The Boys in the Band, é a nova produção de Ryan Murphy para a Netflix, e que trás para a tela, a produção de mesmo nome, sucesso do Broadway dos anos 70. Tal produção, ganhou uma edição comemorativa em 2018, com o mesmo elenco que participou da comemoração de 50 anos do icônico musical, e integra o elenco do filme que iremos comentar a seguir.

O longa acompanha seis amigos estão dando uma festa para Harold. Esta festa, irá acontecer na casa de Michael que tem como costume ser o famigerado “mestre de cerimônias”. Michael parou de beber, o que deixa claro que ele não deve ser um bêbado aceitável. E ao longo que a festa se desenrola… Os fantasmas do passado veem a tona e muitas verdades são ditas.

Uma história intimista, que deixa clara a sua origem do teatro. A utilização de um único ambiente quase que integralmente no filme, remete, a visão teatral da produção, onde confesso que a ausência do musical deixou a desejar. Tão pontual quanto no passado, ‘The Boys in the Band’ toca em pontos extremamente relevantes para a comunidade LGBTQI+ e para a sociedade como um todo, lançando uma lupa na aceitação e nos pré julgamentos.

Vale lembrar que estamos falando aqui de um filme, que retrata a vida dos homens gays dos anos 70 e como isso se refletia enquanto sociedade. A participação de um homem hétero dentro do contexto narrativo é o stopin de diversos debates intensos e desconfortáveis para alguns. No entanto,  este personagem, o Alan, personifica o esteriótipo do homem gay, que precisa odiar outros homens gays por não se aceitar; ou até mesmo, acredita que por ter uma família, não é capaz de amar outro homem. Se um dia ele se libertará? Não saberemos. Mas a questão é interessante, pois ainda hoje, muito disso se faz presente, no cotidianos de muitos, e é impressionante como tal questão é tão atemporal.

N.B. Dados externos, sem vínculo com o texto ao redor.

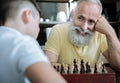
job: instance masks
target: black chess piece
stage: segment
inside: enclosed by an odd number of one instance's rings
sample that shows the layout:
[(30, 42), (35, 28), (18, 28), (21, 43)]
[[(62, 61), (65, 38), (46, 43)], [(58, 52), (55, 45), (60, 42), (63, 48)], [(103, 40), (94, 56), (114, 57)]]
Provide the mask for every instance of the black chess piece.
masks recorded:
[(78, 66), (76, 63), (76, 59), (74, 59), (73, 64), (74, 64), (73, 73), (78, 73)]
[(98, 73), (98, 71), (97, 71), (97, 64), (95, 64), (95, 66), (94, 66), (94, 73)]
[(104, 73), (105, 72), (105, 65), (102, 64), (102, 72)]
[(56, 70), (57, 70), (58, 72), (60, 72), (60, 66), (59, 66), (59, 65), (57, 65)]
[(61, 74), (64, 74), (65, 73), (65, 69), (64, 69), (64, 66), (63, 64), (61, 64), (61, 71), (60, 71)]
[(87, 63), (86, 63), (86, 73), (90, 73), (90, 72), (91, 72), (90, 65), (89, 65), (89, 63), (87, 62)]
[(70, 66), (68, 65), (67, 68), (68, 68), (67, 69), (67, 74), (69, 74), (70, 73)]
[(84, 67), (84, 61), (83, 61), (83, 59), (81, 60), (80, 66), (81, 66), (80, 73), (85, 73), (85, 67)]

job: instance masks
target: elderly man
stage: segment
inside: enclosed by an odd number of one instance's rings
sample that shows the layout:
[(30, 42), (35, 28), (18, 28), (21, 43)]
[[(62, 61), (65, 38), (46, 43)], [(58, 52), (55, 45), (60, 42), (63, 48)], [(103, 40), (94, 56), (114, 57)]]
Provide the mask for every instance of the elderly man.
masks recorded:
[(120, 70), (120, 42), (108, 21), (101, 16), (100, 0), (78, 0), (72, 22), (55, 25), (43, 47), (52, 63), (71, 64), (83, 59), (94, 65), (102, 54)]

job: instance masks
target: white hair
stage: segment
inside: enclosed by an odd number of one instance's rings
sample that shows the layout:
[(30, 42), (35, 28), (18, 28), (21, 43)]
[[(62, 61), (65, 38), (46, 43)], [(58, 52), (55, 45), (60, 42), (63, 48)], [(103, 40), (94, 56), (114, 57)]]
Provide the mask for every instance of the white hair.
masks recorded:
[(83, 2), (83, 1), (98, 4), (98, 5), (100, 6), (100, 11), (101, 11), (101, 13), (102, 13), (103, 7), (102, 7), (102, 3), (101, 3), (100, 0), (78, 0), (77, 6), (78, 6), (81, 2)]

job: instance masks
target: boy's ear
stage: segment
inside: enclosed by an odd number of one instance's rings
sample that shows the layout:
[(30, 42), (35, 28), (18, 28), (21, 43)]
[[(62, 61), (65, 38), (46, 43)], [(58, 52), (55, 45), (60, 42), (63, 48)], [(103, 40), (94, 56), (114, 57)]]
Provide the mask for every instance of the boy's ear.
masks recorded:
[(22, 21), (27, 24), (30, 20), (31, 10), (24, 10), (22, 13)]

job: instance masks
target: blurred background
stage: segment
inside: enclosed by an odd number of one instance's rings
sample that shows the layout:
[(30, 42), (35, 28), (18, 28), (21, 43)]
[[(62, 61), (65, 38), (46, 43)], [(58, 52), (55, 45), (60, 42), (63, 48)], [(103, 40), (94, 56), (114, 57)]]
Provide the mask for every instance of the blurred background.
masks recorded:
[[(70, 21), (70, 12), (77, 0), (37, 0), (42, 11), (40, 19), (41, 32), (38, 36), (40, 45), (44, 45), (53, 25)], [(102, 15), (114, 27), (120, 38), (120, 0), (101, 0)]]

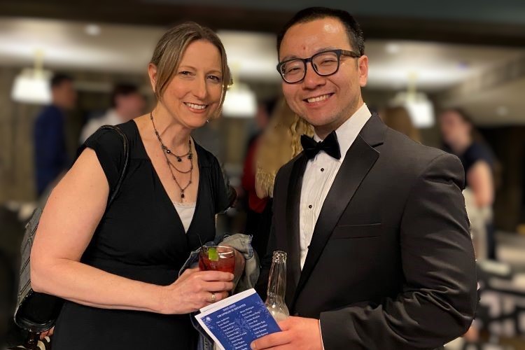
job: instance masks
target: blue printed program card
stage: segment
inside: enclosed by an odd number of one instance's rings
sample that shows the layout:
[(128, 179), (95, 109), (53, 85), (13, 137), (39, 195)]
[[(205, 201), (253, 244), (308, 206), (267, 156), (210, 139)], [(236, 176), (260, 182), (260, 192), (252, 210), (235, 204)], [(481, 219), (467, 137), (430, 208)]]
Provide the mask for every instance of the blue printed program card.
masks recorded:
[(253, 340), (281, 331), (253, 288), (200, 311), (195, 318), (222, 350), (250, 350)]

Tais nunaces, não são totalmente explicitadas e o crédito precisa ser dado a Mart Crowley, onde cabe você, o espectador interpretar as camadas de cada persoangem.

Precisamos destacar,  as atuações de Jim Parsons e Zachary Quinto que estão impecáveis em seus papéis em ‘The Boys in the Band’, e entregam diálogos potentes e marcantes, contudo, o final deixa, e muito, a desejar, mas nada tem a ver com o cast e sim com montagem e direção.

Em suma, é preciso compreender que o filme, não trata de uma relação de ódio entre a comunidade, e sim sobre traumas vividos para que pudessem ser quem são. Não credito que seja um filme que vá agradar todos os públicos, mas permanece sendo extremamente necessário.

The Boys in the Band já está disponível na Netflix.